Our layover on the way home was at DC Dulles and I had THE most memorable meal of the trip there, in a little sandwich shop at the airport - a sandwich which was basically like grilled cheese with three kinds of cheese, dill pickles and mushrooms mixed into the cheese, a delicious dill pickle spear and a way-too-tiny bag of cajun salt & vinegar kettle chips. AND THAT IS SAYING SOMETHING, OKAY. I gorged myself so often and so much while in America on our two weeks' vacation that I'm surprised I didn't gain any weight (if I did I lost it again by the time I got to weigh myself, but that's not surprising since we came home to a house with no food and I've been hungry, and nibbling on rice and toast with nothing on it, all week). HIGHLIGHTS: my uncle Joe's salsa (I ate almost a jar and one day literally made myself sick on it - I don't have the stomach lining for that much chile anymore), my aunts' chicken parmesan and chicken hot pot, about 8 boxes of Pop Tarts, mozzarella sticks, all the bagels I could want, and just once, quesadillas for breakfast.

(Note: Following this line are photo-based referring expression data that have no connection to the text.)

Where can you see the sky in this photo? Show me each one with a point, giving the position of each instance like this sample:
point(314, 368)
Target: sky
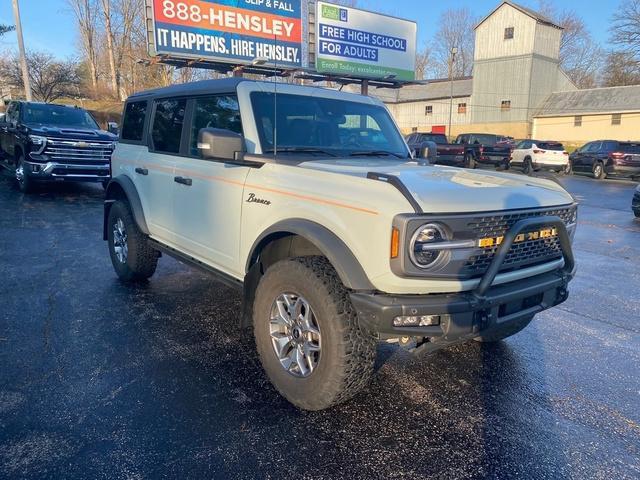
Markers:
point(49, 24)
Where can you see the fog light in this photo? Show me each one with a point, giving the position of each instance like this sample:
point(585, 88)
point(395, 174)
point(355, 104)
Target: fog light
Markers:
point(417, 321)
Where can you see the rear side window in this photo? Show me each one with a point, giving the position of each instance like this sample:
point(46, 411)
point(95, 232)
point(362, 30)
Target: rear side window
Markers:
point(214, 112)
point(133, 122)
point(626, 147)
point(167, 125)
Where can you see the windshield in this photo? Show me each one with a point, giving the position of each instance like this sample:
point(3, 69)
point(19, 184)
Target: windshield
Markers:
point(321, 125)
point(58, 115)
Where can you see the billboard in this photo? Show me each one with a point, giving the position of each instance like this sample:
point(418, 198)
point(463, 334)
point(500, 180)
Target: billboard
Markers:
point(229, 31)
point(350, 41)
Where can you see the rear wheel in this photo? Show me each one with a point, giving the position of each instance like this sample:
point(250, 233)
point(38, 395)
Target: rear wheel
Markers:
point(131, 255)
point(598, 171)
point(25, 184)
point(504, 332)
point(308, 336)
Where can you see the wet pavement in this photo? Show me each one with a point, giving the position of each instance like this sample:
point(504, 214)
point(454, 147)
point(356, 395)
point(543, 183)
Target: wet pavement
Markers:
point(101, 380)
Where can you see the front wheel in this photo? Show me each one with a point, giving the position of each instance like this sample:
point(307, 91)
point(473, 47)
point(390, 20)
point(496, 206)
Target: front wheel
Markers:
point(308, 336)
point(505, 332)
point(132, 257)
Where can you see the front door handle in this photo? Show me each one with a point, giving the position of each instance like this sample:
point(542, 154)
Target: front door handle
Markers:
point(183, 181)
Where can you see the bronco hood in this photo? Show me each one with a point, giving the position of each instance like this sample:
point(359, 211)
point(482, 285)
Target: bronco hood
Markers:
point(447, 190)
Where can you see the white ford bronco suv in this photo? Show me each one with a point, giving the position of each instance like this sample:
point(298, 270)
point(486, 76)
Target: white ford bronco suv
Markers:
point(309, 202)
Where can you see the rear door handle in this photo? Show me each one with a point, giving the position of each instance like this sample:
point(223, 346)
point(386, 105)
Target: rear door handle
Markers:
point(183, 181)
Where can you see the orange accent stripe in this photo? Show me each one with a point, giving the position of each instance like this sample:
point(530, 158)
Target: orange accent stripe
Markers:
point(309, 198)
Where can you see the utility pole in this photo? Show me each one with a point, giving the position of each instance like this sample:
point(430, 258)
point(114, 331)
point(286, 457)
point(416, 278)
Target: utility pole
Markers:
point(23, 55)
point(452, 60)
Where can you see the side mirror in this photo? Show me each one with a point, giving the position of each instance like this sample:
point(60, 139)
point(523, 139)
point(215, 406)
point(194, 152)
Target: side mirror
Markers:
point(427, 151)
point(220, 144)
point(112, 127)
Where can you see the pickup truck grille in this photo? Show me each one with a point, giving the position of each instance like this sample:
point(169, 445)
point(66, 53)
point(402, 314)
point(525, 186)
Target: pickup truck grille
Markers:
point(523, 254)
point(78, 152)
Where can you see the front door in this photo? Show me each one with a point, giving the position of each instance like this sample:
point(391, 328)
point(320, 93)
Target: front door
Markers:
point(208, 200)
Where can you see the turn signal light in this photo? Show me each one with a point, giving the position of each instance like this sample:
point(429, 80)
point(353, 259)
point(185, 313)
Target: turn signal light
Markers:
point(395, 243)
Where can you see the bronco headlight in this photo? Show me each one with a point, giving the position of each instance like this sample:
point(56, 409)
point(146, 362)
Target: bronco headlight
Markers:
point(39, 143)
point(425, 248)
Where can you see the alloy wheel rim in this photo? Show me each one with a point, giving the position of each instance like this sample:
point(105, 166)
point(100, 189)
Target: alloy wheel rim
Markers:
point(295, 335)
point(120, 241)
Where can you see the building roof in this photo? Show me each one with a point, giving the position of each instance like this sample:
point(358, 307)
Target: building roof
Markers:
point(593, 100)
point(527, 11)
point(433, 90)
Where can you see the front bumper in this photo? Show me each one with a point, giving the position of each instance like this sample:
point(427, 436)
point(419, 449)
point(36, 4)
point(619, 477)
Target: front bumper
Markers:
point(466, 315)
point(55, 171)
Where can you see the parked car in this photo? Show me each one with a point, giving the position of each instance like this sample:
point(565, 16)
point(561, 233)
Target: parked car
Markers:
point(447, 153)
point(603, 158)
point(486, 149)
point(43, 142)
point(336, 238)
point(534, 155)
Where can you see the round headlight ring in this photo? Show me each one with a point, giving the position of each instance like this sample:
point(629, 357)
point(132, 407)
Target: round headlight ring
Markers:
point(439, 234)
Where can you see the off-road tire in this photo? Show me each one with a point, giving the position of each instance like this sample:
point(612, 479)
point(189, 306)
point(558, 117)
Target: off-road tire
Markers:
point(348, 353)
point(25, 184)
point(142, 259)
point(469, 162)
point(598, 171)
point(505, 332)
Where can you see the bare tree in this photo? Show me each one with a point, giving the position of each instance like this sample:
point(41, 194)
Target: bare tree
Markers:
point(620, 69)
point(51, 79)
point(86, 18)
point(580, 55)
point(456, 29)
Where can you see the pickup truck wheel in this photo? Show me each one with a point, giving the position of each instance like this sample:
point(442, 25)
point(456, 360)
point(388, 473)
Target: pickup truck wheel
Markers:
point(469, 162)
point(598, 171)
point(25, 184)
point(504, 332)
point(308, 336)
point(131, 255)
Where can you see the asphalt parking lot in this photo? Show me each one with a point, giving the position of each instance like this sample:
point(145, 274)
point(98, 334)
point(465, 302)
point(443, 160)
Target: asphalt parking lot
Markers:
point(100, 380)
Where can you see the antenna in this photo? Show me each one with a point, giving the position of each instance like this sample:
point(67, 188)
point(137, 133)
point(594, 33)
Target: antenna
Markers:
point(275, 98)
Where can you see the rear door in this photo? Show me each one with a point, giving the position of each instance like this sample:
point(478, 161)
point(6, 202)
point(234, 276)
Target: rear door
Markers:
point(208, 207)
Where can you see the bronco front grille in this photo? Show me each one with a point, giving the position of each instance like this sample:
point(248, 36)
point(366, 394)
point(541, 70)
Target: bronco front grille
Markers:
point(78, 152)
point(522, 254)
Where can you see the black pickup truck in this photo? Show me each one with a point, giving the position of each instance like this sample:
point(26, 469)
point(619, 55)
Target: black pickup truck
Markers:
point(447, 153)
point(486, 149)
point(45, 142)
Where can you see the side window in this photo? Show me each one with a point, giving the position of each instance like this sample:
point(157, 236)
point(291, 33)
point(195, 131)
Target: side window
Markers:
point(167, 125)
point(133, 122)
point(214, 112)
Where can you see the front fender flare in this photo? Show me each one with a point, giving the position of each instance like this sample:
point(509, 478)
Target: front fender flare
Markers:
point(332, 247)
point(119, 186)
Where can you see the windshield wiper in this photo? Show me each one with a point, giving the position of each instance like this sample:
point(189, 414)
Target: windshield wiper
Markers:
point(300, 150)
point(376, 153)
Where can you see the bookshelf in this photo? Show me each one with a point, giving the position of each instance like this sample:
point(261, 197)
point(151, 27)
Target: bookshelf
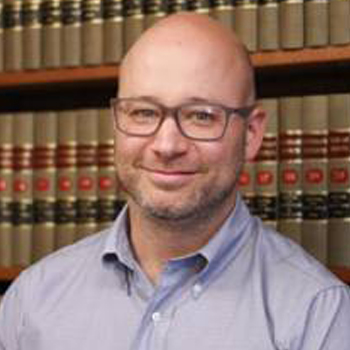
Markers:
point(317, 70)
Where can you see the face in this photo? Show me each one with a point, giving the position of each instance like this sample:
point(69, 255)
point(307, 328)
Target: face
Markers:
point(167, 175)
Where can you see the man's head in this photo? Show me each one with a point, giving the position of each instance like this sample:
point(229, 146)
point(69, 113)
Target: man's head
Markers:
point(186, 59)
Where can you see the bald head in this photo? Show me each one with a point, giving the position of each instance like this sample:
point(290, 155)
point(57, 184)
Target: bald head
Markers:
point(190, 46)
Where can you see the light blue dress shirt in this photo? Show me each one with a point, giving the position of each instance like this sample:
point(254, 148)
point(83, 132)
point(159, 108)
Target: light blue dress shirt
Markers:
point(248, 289)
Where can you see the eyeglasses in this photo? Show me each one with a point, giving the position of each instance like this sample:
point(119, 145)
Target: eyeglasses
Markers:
point(198, 121)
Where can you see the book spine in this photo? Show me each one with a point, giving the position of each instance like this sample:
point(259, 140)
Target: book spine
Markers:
point(71, 33)
point(43, 234)
point(112, 31)
point(314, 153)
point(87, 139)
point(223, 11)
point(174, 6)
point(339, 180)
point(133, 22)
point(66, 162)
point(199, 6)
point(268, 29)
point(266, 167)
point(1, 36)
point(6, 162)
point(107, 187)
point(92, 32)
point(291, 24)
point(246, 185)
point(12, 35)
point(31, 38)
point(339, 22)
point(22, 188)
point(246, 23)
point(317, 22)
point(290, 168)
point(154, 11)
point(51, 33)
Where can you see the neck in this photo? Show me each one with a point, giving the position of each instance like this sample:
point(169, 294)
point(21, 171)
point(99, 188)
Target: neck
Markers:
point(155, 242)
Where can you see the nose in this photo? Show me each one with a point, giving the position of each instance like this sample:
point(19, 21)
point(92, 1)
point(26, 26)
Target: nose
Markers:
point(169, 142)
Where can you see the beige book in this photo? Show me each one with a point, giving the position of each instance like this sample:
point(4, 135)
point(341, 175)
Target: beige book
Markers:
point(291, 24)
point(266, 166)
point(112, 31)
point(223, 11)
point(92, 32)
point(316, 23)
point(66, 161)
point(43, 241)
point(107, 184)
point(87, 140)
point(290, 167)
point(71, 33)
point(22, 135)
point(339, 22)
point(246, 23)
point(339, 180)
point(1, 36)
point(6, 155)
point(268, 29)
point(314, 170)
point(31, 38)
point(12, 35)
point(154, 11)
point(51, 33)
point(133, 24)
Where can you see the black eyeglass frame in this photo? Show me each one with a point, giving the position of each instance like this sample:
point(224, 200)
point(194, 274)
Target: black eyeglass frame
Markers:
point(243, 112)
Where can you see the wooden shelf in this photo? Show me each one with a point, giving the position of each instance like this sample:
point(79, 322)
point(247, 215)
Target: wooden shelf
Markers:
point(10, 273)
point(262, 60)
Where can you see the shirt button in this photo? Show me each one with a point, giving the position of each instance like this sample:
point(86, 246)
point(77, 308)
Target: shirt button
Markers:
point(156, 317)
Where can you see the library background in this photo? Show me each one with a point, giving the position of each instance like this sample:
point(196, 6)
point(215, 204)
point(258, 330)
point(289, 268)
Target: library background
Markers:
point(59, 67)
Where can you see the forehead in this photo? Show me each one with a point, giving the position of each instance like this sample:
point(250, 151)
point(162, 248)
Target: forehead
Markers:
point(176, 71)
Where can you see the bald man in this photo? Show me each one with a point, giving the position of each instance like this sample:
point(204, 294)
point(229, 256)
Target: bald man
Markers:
point(185, 265)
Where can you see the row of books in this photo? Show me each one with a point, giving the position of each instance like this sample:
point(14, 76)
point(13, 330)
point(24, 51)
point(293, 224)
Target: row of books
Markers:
point(57, 177)
point(300, 180)
point(40, 34)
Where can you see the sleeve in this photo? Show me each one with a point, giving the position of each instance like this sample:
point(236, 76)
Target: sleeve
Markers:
point(326, 325)
point(11, 318)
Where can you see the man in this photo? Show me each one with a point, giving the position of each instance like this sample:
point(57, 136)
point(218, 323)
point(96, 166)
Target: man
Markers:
point(185, 265)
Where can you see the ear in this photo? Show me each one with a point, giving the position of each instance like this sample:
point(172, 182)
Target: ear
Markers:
point(256, 124)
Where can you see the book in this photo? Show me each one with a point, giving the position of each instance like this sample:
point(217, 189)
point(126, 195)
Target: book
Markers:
point(268, 29)
point(44, 153)
point(199, 6)
point(51, 33)
point(223, 11)
point(315, 179)
point(31, 36)
point(339, 180)
point(316, 22)
point(92, 32)
point(290, 167)
point(154, 11)
point(339, 22)
point(66, 163)
point(6, 155)
point(107, 184)
point(112, 31)
point(71, 33)
point(12, 36)
point(246, 23)
point(87, 140)
point(266, 167)
point(291, 24)
point(134, 22)
point(22, 220)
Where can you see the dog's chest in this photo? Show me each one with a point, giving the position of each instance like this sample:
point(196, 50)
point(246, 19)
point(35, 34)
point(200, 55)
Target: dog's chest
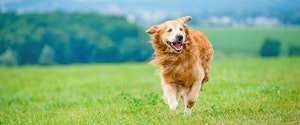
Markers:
point(182, 74)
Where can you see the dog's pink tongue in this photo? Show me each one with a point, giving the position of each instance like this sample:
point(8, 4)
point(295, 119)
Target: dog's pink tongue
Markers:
point(185, 42)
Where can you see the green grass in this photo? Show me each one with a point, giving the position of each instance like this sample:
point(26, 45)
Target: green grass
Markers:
point(248, 91)
point(230, 41)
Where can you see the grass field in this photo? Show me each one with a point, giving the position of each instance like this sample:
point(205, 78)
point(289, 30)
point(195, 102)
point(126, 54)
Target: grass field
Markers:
point(245, 91)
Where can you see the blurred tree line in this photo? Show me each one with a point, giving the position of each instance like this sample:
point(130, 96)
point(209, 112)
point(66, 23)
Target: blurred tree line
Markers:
point(272, 48)
point(64, 38)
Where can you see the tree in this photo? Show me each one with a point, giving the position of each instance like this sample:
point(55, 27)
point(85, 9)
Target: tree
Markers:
point(8, 58)
point(270, 48)
point(47, 56)
point(294, 50)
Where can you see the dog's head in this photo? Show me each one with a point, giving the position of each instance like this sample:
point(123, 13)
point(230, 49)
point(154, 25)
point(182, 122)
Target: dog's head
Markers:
point(171, 34)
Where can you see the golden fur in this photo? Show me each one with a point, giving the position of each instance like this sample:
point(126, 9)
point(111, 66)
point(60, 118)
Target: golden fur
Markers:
point(185, 69)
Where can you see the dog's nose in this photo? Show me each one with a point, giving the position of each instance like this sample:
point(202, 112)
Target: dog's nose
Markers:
point(179, 37)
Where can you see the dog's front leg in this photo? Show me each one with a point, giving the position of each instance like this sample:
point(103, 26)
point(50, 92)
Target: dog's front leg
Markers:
point(192, 97)
point(170, 94)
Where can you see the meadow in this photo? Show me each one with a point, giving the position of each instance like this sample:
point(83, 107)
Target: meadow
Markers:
point(240, 91)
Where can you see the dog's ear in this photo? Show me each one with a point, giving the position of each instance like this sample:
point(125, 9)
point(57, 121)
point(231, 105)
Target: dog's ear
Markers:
point(185, 19)
point(152, 30)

Why, you may ask, was grilled cheese with a pickle spear and salt'n'vinegar chips your most memorable meal? Well, I'll tell you.
Finland doesn't have dill pickles or anything like them. Nowadays we do have salt and vinegar potato chips, but they were only introduced within the last year, by Estrella, the Finnish equivalent of Lay's. This is to say that the chips are thin and a little bland, and I prefer country-style chips like kettle chips. (We do have one brand of these in Finland, produced by Estrella's competitor Taffel, but they come only in three flavors - plain, garlic, and sour cream & dill. I love them, but they're not as good as salt & vinegar; I can't help it, I crave sour and salt above all else.)
There are other things that Finland doesn't have, like Tex Mex and Pop-Tarts, but these are easier to substitute for, like by making my own Tex-Mex-ish-stuff and with other sorts of pastries and jam sandwiches and such. There's nothing that I've been able to find that is like dill pickles. I've decided now that my next step is going to have to be to try making them.
I have what you might call a nervous stomach, and there's no question that living in Finland has been good for my health. Finland makes it easy to eat healthy by not even having your favorite junk foods (Pop-Tarts, Toaster Strudels, toaster waffles, Lucky Charms or in fact any sugared cereal whatever, corn chips above the quality of what you would buy at a street fair after they have been going stale for 1 week, Doritos, most flavored potato chips, most flavors of dip, most types of candy and when you do buy it it's in tiny tiny quantities), as well as by enforcing the customs and traditions of pretty healthy food. In fact, I find that smorgasbord breakfast (open-face toast sandwiches topped with veggies, cold cuts, butter, or creamcheese) is a pleasantly agreeable food that's easy to get used to, and hard to get away from. I like it so much that I often eat it for lunch as well. It's hard to go wrong with rye bread, health-wise.